SXSW Review Beijing Taxi

Director: Miao Wang World Premiere Documentary Competition 78 minutes

Complete Coverage of SXSW 2010

Synopsis BEIJING TAXI is a feature length documentary that vividly portrays Beijing undergoing a profound transformational arch. Through a humanistic lens, the intimate lives of three taxi drivers connect a morphing city confronted with modern issues and changing values. With diverse imagery combined with a contemporary score rich in atmosphere, we experience a visceral sense of the common citizens' persistent attempts to grasp the elusive. Candid and perceptive in its filming approach and highly cinematic in style, BEIJING TAXI takes us on a lyrical journey into fragments of a society riding the bumpy roads to modernization. Though the destination is unknown, they continue to forge ahead.
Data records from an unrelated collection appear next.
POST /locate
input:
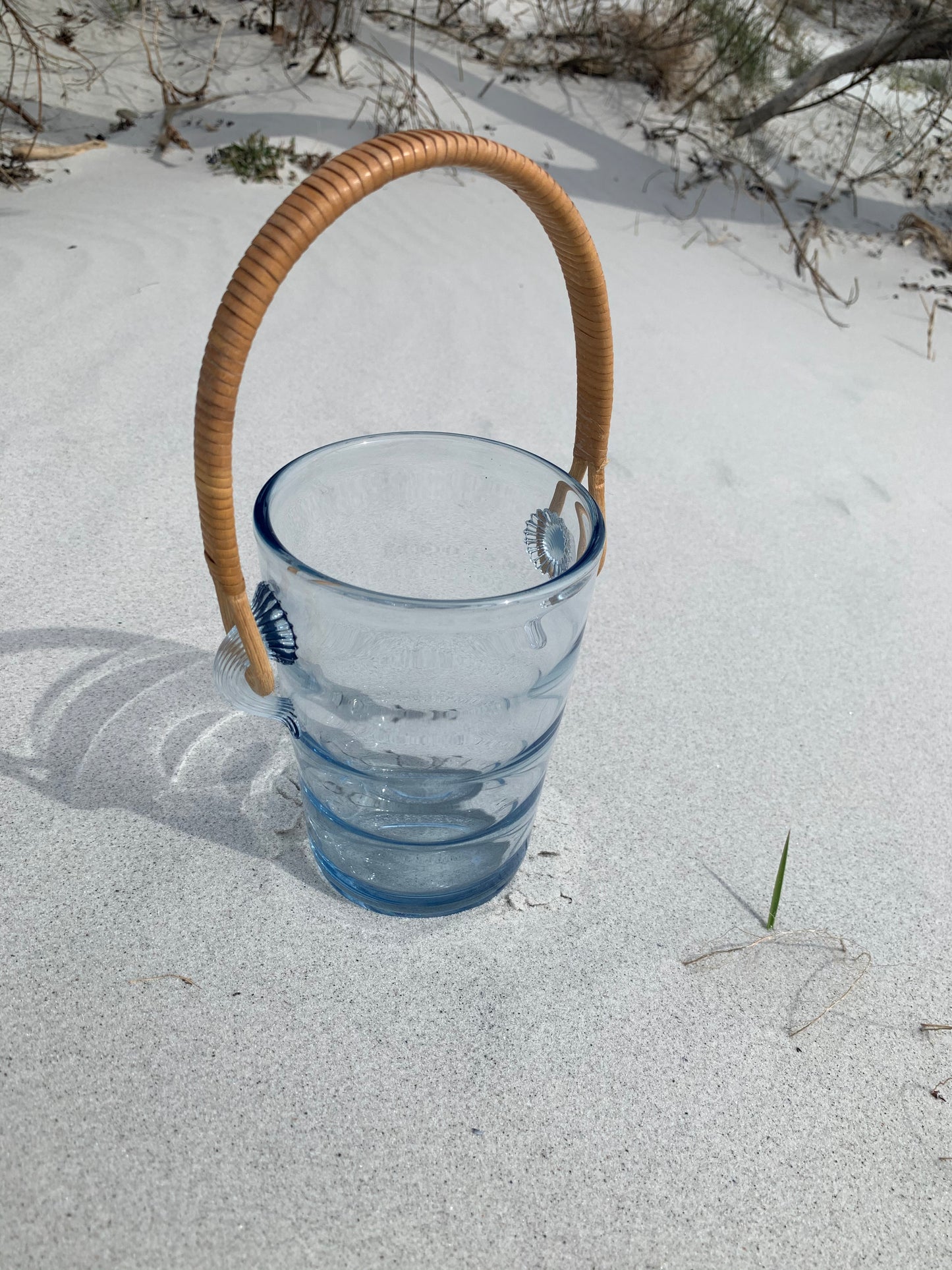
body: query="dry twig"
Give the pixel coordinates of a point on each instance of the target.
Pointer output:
(777, 937)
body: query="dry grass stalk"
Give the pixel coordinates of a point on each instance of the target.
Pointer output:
(936, 244)
(864, 959)
(36, 152)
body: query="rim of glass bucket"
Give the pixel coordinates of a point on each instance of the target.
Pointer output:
(266, 531)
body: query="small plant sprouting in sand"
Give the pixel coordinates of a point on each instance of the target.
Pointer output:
(260, 159)
(813, 938)
(779, 886)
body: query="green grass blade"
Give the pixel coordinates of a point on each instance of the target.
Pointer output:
(779, 886)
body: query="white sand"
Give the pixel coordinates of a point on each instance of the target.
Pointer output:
(770, 648)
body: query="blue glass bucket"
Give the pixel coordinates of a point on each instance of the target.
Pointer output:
(424, 593)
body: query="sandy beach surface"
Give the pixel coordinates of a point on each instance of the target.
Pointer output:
(541, 1082)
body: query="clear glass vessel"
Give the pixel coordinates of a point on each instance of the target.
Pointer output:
(424, 602)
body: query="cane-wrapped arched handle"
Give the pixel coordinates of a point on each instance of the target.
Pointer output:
(305, 214)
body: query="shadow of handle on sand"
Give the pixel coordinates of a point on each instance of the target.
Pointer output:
(134, 722)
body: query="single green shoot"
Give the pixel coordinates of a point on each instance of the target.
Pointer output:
(779, 887)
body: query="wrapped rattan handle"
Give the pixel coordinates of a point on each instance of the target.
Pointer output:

Director Bio Beijing native Miao Wang has a B.A. in economics from the Univ of Chicago and a M.F.A. in design/film from Parsons. Her award-winning documentary YELLOW OX MOUNTAIN has screened at over 20 venues and broadcast on WNET Thirteen. She apprenticed at Maysles Films. Miao has grants from Sundance, NYSCA and Jerome Foundation. She is a fellow of Tribeca All Access, IFP Filmmakers Lab and the IFP Market.

WHO'S IT FOR? If you want to see what was happening two years before the Summer Olympics in Beijing, this documentary might interest you.

OVERALL

I knew nothing about it. It took place in 2006 and follows three taxi drivers. Not much happens. The documentary puts you on the streets of Beijing, and you hear cab driver’s thoughts about becoming a capitalist society. There isn’t nearly enough commentary about the society. At one point you spend 10 minutes watching one guy go to a fishing hole, but it's too crowded, so he goes to another place, and then catches a fish. So, after one hour and ten minutes, I left. Leaving festival films is much worse than walking out of a regular theater. Why? Because the directors, producers and actors are typically in the theater with you. It was a tough call, but I had another film I wanted to make sure and get to on time. That, and I needed caffeine. I think Beijing Taxi was partially to blame.